An innovative diagnostic technique, sentinel lymph node biopsy, is now widely recommended in both melanoma and breast cancer to determine whether cancer cells have spread to the lymph nodes.
Sentinel lymph node biopsy – a procedure used in people diagnosed with melanoma to identify disease spread – has not increased in Australia, despite the availability of effective therapy options, leading experts to call for better access and data collection.
An innovative diagnostic technique, sentinel lymph node biopsy, is now widely recommended in both melanoma and breast cancer to determine whether cancer cells have spread to the lymph nodes.
However, Dr Caroline Watts, Research Fellow at the University of Sydney and Cancer Council NSW’s The Daffodil Centre and the Kirby Institute said Australian data suggests the technique is underused, potentially due to a lack of knowledge of the guidelines and training in the procedure.
In the Medical Journal of Australia, Dr Watts and colleagues write that in Australia sentinel lymph node biopsy (SLNB) is recommended for people with melanomas “of Breslow thickness greater than 1.0 mm, or more than 0.8 mm for those with other high risk pathological features”.
“Patients with a high-risk primary melanoma and positive SLNB result are eligible for adjuvant systemic therapy.

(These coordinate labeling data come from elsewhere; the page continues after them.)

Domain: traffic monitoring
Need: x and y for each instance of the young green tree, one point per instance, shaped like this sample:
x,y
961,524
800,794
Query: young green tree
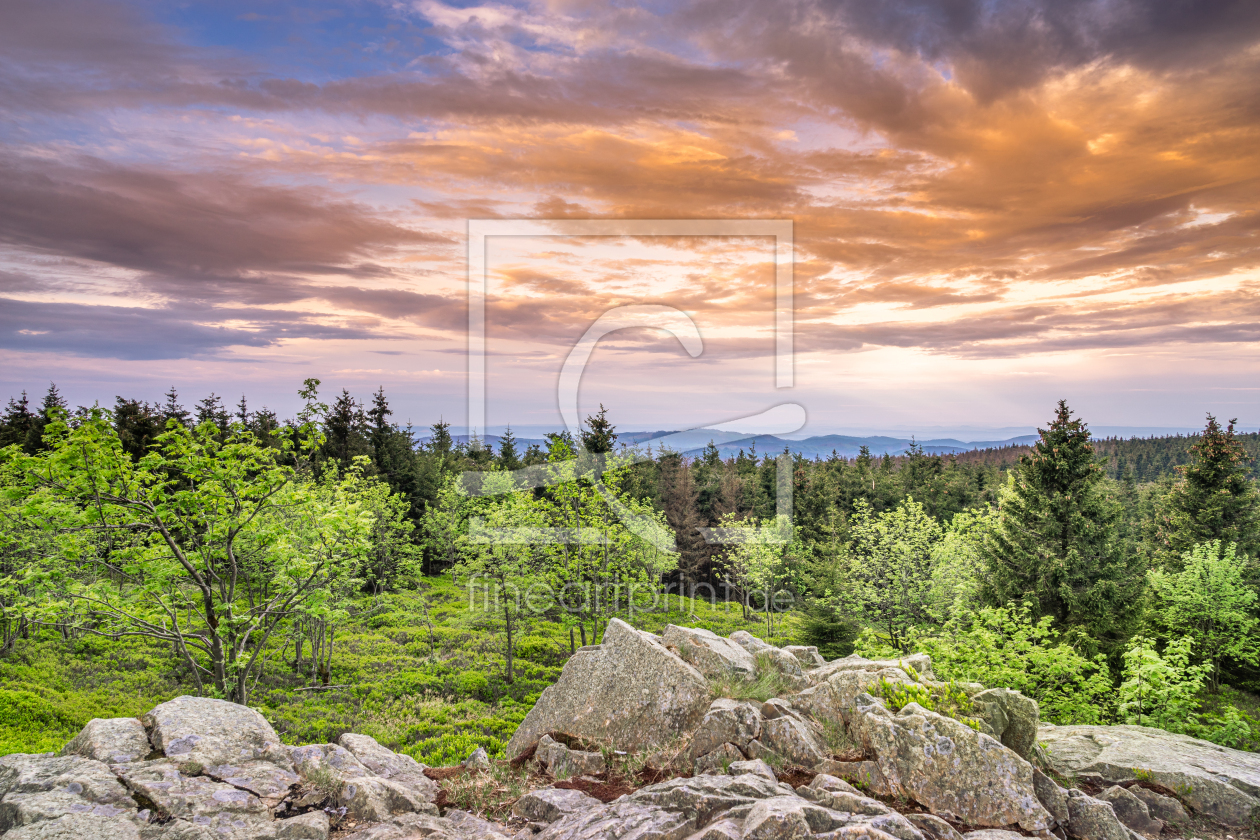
x,y
1211,603
1214,500
756,561
194,543
1055,542
500,561
890,566
1161,690
958,566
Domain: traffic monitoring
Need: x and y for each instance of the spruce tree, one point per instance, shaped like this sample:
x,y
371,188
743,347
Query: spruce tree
x,y
39,421
600,435
1212,500
17,422
508,456
1055,543
173,411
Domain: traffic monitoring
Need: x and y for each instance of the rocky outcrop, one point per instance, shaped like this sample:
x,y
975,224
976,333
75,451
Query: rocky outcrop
x,y
1012,717
920,664
213,732
198,768
950,768
712,655
562,762
111,739
1132,811
1216,781
549,805
630,692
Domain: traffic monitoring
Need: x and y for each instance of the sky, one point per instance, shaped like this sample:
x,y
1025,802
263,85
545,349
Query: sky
x,y
994,205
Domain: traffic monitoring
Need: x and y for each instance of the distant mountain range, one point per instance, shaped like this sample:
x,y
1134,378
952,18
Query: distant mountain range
x,y
728,443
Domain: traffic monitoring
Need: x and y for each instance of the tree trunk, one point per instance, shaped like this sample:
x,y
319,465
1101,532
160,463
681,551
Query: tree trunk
x,y
507,620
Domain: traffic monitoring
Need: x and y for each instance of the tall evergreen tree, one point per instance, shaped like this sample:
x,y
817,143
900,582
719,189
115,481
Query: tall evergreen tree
x,y
508,456
1055,542
137,425
171,409
1212,500
212,409
600,435
52,403
17,422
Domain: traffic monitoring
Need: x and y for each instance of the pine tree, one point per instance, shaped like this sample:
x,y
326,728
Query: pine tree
x,y
17,422
1212,500
1055,543
508,456
440,437
600,435
48,408
173,411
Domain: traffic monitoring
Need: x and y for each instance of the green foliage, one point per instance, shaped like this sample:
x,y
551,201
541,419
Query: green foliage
x,y
1214,500
949,700
890,566
1006,646
1211,603
767,683
1161,690
1056,540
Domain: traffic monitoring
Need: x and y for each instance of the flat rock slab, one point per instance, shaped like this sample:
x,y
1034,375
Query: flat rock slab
x,y
77,826
620,820
630,692
711,654
1214,780
213,732
389,765
115,741
950,768
199,800
551,804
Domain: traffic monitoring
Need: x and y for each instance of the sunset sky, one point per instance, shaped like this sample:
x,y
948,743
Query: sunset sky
x,y
996,204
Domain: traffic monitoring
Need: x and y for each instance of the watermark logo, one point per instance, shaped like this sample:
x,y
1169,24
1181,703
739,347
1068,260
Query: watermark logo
x,y
776,420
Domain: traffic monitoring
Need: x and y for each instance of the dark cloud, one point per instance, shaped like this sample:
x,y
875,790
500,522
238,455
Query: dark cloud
x,y
203,234
135,334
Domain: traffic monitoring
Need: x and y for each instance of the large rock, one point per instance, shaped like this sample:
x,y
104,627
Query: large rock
x,y
1162,807
1090,819
228,811
563,762
114,741
807,655
389,765
1012,717
267,781
1217,781
629,690
712,655
950,768
551,804
921,665
623,819
38,788
209,732
1051,796
702,797
1132,811
77,826
347,782
735,722
794,739
313,825
718,761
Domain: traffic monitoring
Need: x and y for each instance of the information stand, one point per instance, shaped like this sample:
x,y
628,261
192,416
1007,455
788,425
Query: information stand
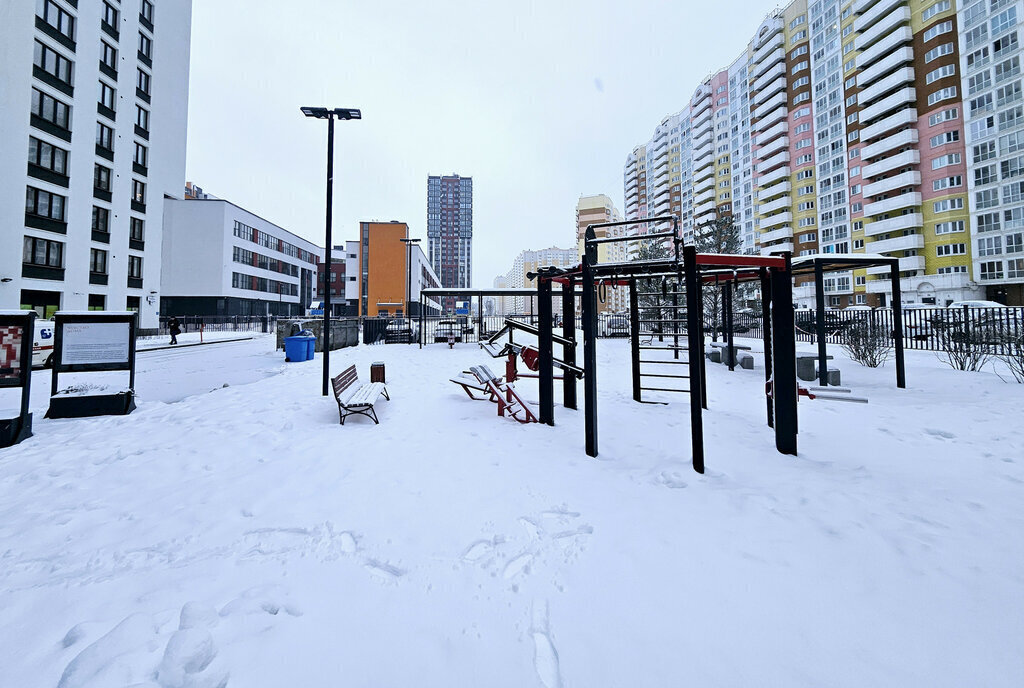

SLNB also allows risk stratification for guiding the frequency and extent of follow-up.”
They write that earlier evidence suggested fewer than 50 percent of people with newly diagnosed invasive melanomas undergo SLNB.

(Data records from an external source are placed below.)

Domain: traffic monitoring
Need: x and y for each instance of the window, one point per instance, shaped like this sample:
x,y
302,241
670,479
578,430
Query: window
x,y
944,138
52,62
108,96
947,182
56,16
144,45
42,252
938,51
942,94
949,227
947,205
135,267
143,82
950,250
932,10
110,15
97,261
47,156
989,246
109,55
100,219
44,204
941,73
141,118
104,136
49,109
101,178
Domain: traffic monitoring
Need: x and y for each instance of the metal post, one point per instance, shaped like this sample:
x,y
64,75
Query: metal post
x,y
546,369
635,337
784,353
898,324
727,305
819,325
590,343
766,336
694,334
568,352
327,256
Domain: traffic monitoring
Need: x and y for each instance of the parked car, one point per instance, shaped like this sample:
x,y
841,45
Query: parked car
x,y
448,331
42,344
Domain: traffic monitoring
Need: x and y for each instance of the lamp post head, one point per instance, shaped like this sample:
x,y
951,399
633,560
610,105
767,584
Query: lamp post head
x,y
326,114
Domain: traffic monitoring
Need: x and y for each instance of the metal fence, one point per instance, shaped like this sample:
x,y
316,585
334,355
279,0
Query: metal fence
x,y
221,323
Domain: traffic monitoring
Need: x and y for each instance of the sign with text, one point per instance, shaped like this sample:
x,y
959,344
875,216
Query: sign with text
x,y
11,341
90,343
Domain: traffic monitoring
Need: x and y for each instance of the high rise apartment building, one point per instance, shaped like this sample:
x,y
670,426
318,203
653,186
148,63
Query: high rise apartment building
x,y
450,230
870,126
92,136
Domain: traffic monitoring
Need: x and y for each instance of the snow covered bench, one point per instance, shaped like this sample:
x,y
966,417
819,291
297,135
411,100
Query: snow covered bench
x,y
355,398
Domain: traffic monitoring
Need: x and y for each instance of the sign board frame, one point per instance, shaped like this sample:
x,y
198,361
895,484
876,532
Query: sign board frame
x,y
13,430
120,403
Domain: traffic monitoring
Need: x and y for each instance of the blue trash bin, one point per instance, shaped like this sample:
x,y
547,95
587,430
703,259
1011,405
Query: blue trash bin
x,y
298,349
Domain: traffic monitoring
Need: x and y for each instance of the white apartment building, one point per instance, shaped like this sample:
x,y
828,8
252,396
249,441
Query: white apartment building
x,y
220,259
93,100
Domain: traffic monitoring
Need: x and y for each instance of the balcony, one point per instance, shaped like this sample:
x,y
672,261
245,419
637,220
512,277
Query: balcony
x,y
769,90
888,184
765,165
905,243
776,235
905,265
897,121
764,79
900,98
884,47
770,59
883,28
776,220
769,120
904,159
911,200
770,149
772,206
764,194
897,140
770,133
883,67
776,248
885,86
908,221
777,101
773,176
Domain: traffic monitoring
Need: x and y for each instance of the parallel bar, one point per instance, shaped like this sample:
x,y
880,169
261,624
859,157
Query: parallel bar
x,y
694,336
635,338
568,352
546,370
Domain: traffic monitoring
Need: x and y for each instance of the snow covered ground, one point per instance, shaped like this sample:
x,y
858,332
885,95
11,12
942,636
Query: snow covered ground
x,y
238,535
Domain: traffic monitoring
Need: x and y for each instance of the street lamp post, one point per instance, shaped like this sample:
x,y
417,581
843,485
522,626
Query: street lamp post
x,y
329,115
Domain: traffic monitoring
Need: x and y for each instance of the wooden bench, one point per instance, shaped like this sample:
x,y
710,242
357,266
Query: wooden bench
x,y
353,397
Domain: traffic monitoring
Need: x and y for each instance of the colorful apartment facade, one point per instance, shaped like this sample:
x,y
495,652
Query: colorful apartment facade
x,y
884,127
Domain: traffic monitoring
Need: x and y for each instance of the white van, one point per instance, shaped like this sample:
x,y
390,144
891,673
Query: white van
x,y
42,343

To provide more recent evidence, Watts and colleagues analysed data from the Victorian Cancer Registry for all people with newly diagnosed invasive melanoma in Victoria during the 2018 and 2019 calendar years.
“During 2018 and 2019, 892 of 1855 people diagnosed with invasive melanomas of greater than 1.0 mm thickness (48 percent ) and 151 of 597 with melanomas of 0.8–1.0 mm thickness (25 percent) underwent SLNB,” they report.
“SLNB rates were similar in 2018 and 2019. Overall, 208 of 1050 SLNB results were positive (20 percent), including 12 of 149 results for melanomas of 0.8‒1.0 mm thickness (8 percent). The proportions of people who underwent SLNB (21 percent v 17 percent) and of people with positive results (23 percent v 18 percent) were each higher for those under 60 years of age than for older people. SLNB rates were similar for men and women.”
Watts and colleagues suggest that reasons for the underuse of SLNB included: “the knowledge and beliefs of GPs and dermatologists, their views of the usefulness of SLNB, patient characteristics and preferences, and the local availability of radiography and surgeons trained in the procedure”.
The good news is attitudes to SLNB may be shifting thanks to new risk calculators which facilitate personalised estimates of the risk of sentinel node involvement based on age, Breslow thickness, histopathology subtype, mitotic rate, ulceration, and lympho-vascular invasion.
“These calculators provide more personalised risk estimates than national guidelines with cut-points based on Breslow thickness and ulceration alone,” Watts and colleagues write.
“The calculators improve targeting of SLNB by distinguishing patients for whom positive SLNB results are more likely from those at lower risk, including people with melanomas of greater than 1 mm thickness but without high-risk features.”
The authors acknowledged the limitations of their study, including the lack of prognostic information about clinically positive nodes and some other melanoma characteristics which were not included in the analysed dataset.
“Most cancer registries do not routinely collect these data, but they are important for evaluating clinical guideline adherence, melanoma treatment, health care use, and patient outcomes,” Watts and colleagues write.
“Up-to-date evidence-based information should be readily available to clinicians and patients for informing decisions about undertaking SLNB. The optimal use of online risk tools in practice, and barriers to patient access to SLNB, should be investigated.”
Declaration: Co-author Anne Cust is supported by a National Health and Medical Research Council (NHMRC) Career Development Fellowship. Caroline Watts received salary support from the NHMRC Centre of Research Excellence in Melanoma. Several of the authors are involved in guideline committees related to the management of melanoma.